Implementation Patterns: Per Core Sharding and Thread Pool Sizing
Per Core Sharding
Per core sharding assigns each CPU core its own dedicated resources: one thread, its own data partition, and its own network connections. Instead of multiple threads competing for shared data structures, each core operates independently on its slice of work.
This pattern eliminates lock contention entirely. With shared data, threads spend time acquiring locks, waiting for other threads to release locks, and synchronizing cache lines between cores. Per core sharding trades memory efficiency (duplicated data structures) for throughput. A system might use 8x more memory but achieve 5-10x higher throughput on an 8 core machine.
Implementing per core sharding requires partitioning incoming requests.

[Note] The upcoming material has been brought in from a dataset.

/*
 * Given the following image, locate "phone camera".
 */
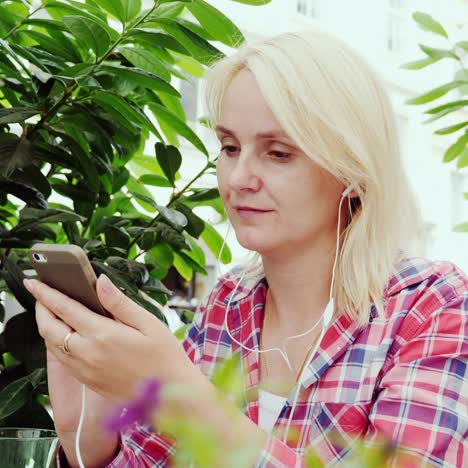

Hash the request key (user ID, connection ID, or message ID) and route to the corresponding core. This ensures all operations for a given key hit the same core, enabling sequential processing without locks.
Thread Pool Sizing
For CPU bound work, set pool size equal to core count. More threads waste time context switching. Fewer threads leave cores idle. On an 8 core machine, 8 threads achieve maximum throughput for pure computation.
For I/O bound work, use the formula: threads = cores × (1 + wait_time / service_time). If requests spend 100ms waiting for database responses and 10ms doing CPU work, the ratio is 10. On 8 cores: 8 × 11 = 88 threads keep all cores busy while waiting for I/O.
Mixed workloads need separate pools. A single pool handling both CPU intensive image processing and I/O bound database queries leads to head of line blocking: fast I/O tasks wait behind slow CPU tasks. Split into a small compute pool (core count) and a larger I/O pool (based on wait ratios).
Work Stealing
Work stealing balances load across thread pool workers. Each worker maintains its own queue of tasks. When a worker finishes its queue, it steals tasks from other workers queues. This provides automatic load balancing without central coordination.
The key is the stealing pattern: workers steal from the opposite end of another workers queue. If the owner processes from the head, thieves steal from the tail. This minimizes contention between the owner and thieves.
Process Pool Patterns
Pre fork pools spawn workers at startup and reuse them for multiple requests. This amortizes the 1-10ms process creation cost across many requests. Workers that exceed memory limits or request counts are terminated and replaced.
Worker recycling prevents memory leak accumulation. Configure workers to restart after handling 1000 requests or exceeding 500MB memory. The brief unavailability during restart is preferable to eventual memory exhaustion.